In the first part of this series on Conscious Living and Dying I referred to my early involvement with the Taoist philosophy as represented by the Tao Te Ching. I remember learning about the key principle of Wu Wei and being totally perplexed. As a young man this principle was illogical, and yet I knew that one day I would fully recognize the brilliance and truth inherent in the principle. This is the foundation of Conscious Living, which embraces the art of surrender described by Conscious Dying. It is as simple as your breath, and why many meditative practices focus on the act of breathing. It is a perfect metaphor for living in harmony and balance.

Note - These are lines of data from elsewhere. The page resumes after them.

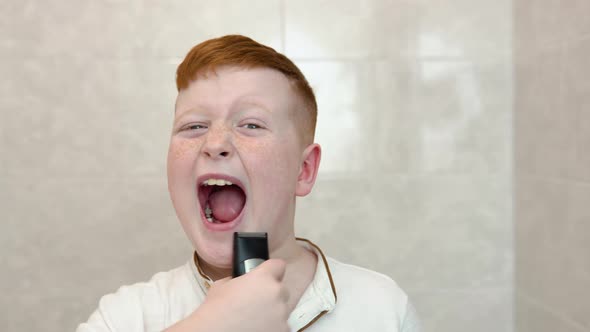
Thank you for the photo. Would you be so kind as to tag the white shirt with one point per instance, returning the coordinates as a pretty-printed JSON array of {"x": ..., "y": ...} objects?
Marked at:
[{"x": 341, "y": 297}]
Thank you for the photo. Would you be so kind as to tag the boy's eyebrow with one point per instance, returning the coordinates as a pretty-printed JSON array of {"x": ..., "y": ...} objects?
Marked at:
[
  {"x": 184, "y": 114},
  {"x": 249, "y": 100}
]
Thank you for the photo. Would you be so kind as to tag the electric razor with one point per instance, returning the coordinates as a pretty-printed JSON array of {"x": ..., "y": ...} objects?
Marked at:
[{"x": 250, "y": 250}]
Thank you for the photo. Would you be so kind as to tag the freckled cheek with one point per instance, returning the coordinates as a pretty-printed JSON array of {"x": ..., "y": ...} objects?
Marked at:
[
  {"x": 273, "y": 164},
  {"x": 182, "y": 153}
]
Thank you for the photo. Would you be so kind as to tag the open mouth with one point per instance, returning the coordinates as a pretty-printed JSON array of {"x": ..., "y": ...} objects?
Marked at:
[{"x": 221, "y": 200}]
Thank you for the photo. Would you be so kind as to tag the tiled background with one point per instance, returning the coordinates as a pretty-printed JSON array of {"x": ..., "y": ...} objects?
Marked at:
[
  {"x": 552, "y": 173},
  {"x": 416, "y": 121}
]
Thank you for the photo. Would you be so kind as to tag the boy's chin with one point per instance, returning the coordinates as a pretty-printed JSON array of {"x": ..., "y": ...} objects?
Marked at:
[{"x": 217, "y": 257}]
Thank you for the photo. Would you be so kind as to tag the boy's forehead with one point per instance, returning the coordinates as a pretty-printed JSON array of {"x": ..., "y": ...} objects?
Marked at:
[{"x": 257, "y": 86}]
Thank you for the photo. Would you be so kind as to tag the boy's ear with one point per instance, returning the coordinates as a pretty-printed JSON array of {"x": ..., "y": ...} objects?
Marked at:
[{"x": 308, "y": 169}]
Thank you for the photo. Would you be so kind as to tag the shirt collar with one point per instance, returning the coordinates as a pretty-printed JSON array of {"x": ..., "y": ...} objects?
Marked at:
[{"x": 319, "y": 297}]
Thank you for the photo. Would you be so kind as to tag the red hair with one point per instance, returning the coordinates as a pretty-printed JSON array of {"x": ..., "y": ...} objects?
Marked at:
[{"x": 241, "y": 51}]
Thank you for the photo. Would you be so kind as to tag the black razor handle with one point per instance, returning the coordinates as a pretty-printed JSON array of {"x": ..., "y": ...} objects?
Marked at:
[{"x": 250, "y": 250}]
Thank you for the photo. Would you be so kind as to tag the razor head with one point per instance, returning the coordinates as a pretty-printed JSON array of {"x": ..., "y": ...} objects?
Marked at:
[{"x": 250, "y": 250}]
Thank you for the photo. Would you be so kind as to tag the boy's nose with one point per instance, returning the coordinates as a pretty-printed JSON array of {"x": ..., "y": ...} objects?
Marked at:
[{"x": 217, "y": 144}]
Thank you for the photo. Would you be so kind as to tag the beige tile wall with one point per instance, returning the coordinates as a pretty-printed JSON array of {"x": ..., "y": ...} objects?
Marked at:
[
  {"x": 552, "y": 141},
  {"x": 415, "y": 120}
]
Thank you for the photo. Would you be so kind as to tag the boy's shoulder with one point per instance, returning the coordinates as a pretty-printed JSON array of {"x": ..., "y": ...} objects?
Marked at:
[
  {"x": 139, "y": 304},
  {"x": 362, "y": 285}
]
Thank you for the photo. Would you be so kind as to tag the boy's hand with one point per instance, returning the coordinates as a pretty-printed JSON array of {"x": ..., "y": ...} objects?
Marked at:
[{"x": 256, "y": 301}]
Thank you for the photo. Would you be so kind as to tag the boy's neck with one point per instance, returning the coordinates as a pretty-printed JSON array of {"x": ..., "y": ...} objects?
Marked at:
[{"x": 293, "y": 254}]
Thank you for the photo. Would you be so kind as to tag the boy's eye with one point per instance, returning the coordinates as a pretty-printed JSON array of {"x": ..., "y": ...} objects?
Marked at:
[
  {"x": 195, "y": 127},
  {"x": 251, "y": 126}
]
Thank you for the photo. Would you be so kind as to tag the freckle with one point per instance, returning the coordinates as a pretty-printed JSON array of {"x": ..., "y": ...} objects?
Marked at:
[{"x": 180, "y": 149}]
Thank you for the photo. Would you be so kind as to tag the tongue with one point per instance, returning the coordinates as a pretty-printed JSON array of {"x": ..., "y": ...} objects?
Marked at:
[{"x": 226, "y": 203}]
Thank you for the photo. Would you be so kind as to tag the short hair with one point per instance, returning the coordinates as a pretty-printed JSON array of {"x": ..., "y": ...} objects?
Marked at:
[{"x": 241, "y": 51}]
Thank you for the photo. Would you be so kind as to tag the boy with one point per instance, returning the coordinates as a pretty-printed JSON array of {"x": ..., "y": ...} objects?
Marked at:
[{"x": 240, "y": 153}]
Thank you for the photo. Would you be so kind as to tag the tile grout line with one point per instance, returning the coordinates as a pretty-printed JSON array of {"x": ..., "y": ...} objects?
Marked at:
[{"x": 554, "y": 313}]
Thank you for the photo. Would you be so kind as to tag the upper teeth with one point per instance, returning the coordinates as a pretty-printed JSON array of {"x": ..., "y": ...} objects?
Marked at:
[{"x": 216, "y": 182}]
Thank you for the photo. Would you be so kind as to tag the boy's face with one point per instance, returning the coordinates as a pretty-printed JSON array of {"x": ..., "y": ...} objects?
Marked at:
[{"x": 236, "y": 125}]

The first “academic” book I wrote focused on the process of creativity. I had read the life stories of many brilliant men and women, and I was fascinated with the nature of genius. The title of this first book was “Genius, Creativity and God.” I had come to understand the actual process, the 4 steps of creative expression. Preparation, Incubation, Illumination, and Expression are these 4 steps, and they describe a lovely dance between the masculine desire for creative expression and the feminine wisdom of surrender. I included countless stories of creative genius where the project, whether it was art or science, needed to be shelved for a certain period of time. The work of preparation had been done, but something was “blocking” the natural flow of creativity. A period of incubation was necessary. A very simple example of this process is when you are trying to retrieve some information from your memory, the name of a person or a restaurant. The harder you try to recall the name the more frustrated you become. Only when you stop trying to find the answer does it suddenly pop into your consciousness.

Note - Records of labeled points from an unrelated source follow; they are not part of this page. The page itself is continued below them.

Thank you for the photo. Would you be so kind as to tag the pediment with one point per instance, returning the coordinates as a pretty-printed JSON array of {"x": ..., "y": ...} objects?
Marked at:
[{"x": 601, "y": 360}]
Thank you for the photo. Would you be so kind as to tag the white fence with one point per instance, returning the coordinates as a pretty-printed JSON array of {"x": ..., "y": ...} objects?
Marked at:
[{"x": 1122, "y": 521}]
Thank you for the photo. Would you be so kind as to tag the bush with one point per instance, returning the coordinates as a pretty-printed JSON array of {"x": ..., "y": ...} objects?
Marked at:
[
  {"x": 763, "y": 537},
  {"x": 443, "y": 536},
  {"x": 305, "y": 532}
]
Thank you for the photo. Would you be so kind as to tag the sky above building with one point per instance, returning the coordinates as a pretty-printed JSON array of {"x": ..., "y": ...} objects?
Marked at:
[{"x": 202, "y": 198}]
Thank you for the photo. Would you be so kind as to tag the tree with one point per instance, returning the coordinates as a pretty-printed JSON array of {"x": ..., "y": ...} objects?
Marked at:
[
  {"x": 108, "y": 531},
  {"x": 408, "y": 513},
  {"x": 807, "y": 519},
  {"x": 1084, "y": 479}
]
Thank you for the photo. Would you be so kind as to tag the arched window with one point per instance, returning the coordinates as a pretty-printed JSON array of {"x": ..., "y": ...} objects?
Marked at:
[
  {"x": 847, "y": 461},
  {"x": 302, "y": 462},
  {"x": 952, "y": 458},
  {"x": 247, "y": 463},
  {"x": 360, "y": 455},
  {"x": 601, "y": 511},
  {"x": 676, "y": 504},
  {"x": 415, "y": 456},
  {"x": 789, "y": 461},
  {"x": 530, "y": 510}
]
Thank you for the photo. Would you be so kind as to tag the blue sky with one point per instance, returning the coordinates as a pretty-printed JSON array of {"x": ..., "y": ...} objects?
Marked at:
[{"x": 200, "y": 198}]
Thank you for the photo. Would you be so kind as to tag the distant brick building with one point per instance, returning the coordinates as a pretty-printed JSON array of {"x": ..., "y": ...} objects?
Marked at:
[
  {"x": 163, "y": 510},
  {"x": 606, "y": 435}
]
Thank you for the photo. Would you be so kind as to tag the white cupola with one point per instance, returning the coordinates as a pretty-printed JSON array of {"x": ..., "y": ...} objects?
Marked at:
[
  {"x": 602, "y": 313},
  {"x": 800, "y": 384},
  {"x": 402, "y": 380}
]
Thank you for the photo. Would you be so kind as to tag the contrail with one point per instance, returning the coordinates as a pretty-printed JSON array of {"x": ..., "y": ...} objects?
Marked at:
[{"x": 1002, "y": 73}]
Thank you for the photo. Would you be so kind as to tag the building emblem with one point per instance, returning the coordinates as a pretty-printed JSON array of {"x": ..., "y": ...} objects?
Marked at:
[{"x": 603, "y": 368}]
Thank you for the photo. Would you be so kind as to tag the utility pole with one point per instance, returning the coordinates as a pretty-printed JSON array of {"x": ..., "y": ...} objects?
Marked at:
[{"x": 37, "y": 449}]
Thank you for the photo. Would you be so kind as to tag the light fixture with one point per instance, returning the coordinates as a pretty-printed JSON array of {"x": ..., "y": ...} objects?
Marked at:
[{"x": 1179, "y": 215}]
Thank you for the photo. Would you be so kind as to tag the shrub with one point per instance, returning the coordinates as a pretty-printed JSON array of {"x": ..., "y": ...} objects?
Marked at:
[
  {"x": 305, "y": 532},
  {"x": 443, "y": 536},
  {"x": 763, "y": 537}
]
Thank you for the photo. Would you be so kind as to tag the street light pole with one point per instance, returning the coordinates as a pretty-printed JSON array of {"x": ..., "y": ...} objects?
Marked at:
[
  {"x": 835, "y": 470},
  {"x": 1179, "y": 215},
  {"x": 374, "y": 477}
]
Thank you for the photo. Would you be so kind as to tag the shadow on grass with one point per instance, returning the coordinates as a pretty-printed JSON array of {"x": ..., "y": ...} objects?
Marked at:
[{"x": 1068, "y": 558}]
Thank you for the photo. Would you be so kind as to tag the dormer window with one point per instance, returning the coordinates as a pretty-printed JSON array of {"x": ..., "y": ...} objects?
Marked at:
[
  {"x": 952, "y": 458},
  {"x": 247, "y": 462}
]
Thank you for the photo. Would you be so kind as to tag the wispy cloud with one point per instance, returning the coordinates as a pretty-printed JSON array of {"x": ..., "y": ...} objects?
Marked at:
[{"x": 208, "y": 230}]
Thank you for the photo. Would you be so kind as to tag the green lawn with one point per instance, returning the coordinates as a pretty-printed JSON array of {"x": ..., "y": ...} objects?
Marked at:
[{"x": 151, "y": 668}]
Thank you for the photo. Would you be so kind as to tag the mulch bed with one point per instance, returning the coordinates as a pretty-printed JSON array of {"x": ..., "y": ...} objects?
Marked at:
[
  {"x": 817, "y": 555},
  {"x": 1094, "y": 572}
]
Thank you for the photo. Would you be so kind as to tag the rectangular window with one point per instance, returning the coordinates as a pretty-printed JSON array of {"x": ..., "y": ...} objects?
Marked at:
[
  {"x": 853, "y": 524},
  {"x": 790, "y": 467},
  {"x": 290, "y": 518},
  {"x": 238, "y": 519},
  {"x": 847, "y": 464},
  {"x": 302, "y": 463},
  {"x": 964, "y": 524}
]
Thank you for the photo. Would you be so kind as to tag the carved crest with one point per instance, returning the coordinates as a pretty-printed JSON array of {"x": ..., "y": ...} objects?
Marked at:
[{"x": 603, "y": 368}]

There are so many great stories of serendipity, where some brilliant revelation comes out of “nothing.” But the truth is that there had been a process of preparation which created a “space” into which the new idea could arise and land. Einstein’s brilliant Theory of Relativity could not have come to a mind less prepared. So in any project in our lives there is a requirement for preparation, and equally there is a requirement to let go and allow things to unfold “without effort.” This would be a good definition of Wu Wei. Life requests a balance between perseverance and patience. Mastery demands it. The ancient Taoist masters used the simple examples of nature to explain the laws that govern The Way (Tao). Water especially is used to describe Wu Wei. If you spend time observing the action of water, especially evident in a mountain stream, you will see the mastery inherent in the feminine art of surrender and flow. Water will “win” the battle with rock over time, even though it appears to the casual observer that water must surrender and move around a rocky barrier.
I marvel daily as I watch the water in the quebrada (mountain stream) on the land where I live. Depending on the rains this quebrada can be gentle and lovely, or it can become a ferocious torrent. At one level it is ever changing and on another it is as permanent as the rocky channel that defines it. I think often about the brilliant life lessons that I have experienced. Some have been gentle and others have been devastating. Always the need for the lesson had been the same, that certain aspects of my life had moved out of balance. I remember, for example, the process of developing my garden and landscape company. A second “career,” I found great pleasure in working with woody plants, from tiny shrub roses to huge oak trees. One of my very favorite jobs was pruning ornamental trees, magnolia, Japanese maple, etc. In the early years I worked alone with just a few hand tools and a small pick-up truck. But “success” would ruin the tranquility of my work, for after 10 years or so I found myself with six employees, fice leased vehicles, and all of my time was spent doing paperwork, selling new jobs, and fixing problems with ongoing projects. The year I made the most money, perhaps 20 times what I had earned working for myself, was the most unhappy year of this second career.
One of the most humiliating experiences in my North American culture is declaring bankruptcy. I endured this humiliation twice, once in my 30’s and the second time in my 50’s. At 33 I can remember feeling like a total loser, hitting a very hard “bottom.” Recovery from this was long and painful. But at 55 it was much worse, and then it included a divorce and total life makeover. I can understand why many men do not survive failure at this level and at this age. And yet always in the back of my mind, despite my personal anguish was this glimmer of light. I knew that this pain, and the law of reversal, was necessary and even “good.” I could see that I had essentially failed at a game I never truly embraced. The “American Dream” that I was spoon-fed in the 1950’s never really took; the conditioning failed. I remember one of the first important books that I read at about the age of 20, a book published in 1959, by Allan Watts, called “The Wisdom of Insecurity.” In this brilliant little book Watts describes perfectly the futility of this American Dream. So all the while I did my best to fit in and play the game my soul was crying for leaving.
Today I can look back at the saga and bring the light of forgiveness and acceptance to the inevitability of my “failure.” And, as always, there is a new dawn; the phoenix does arise from the ashes. Any saga, if fully lived, will have a very happy ending, and I am living proof that this is so.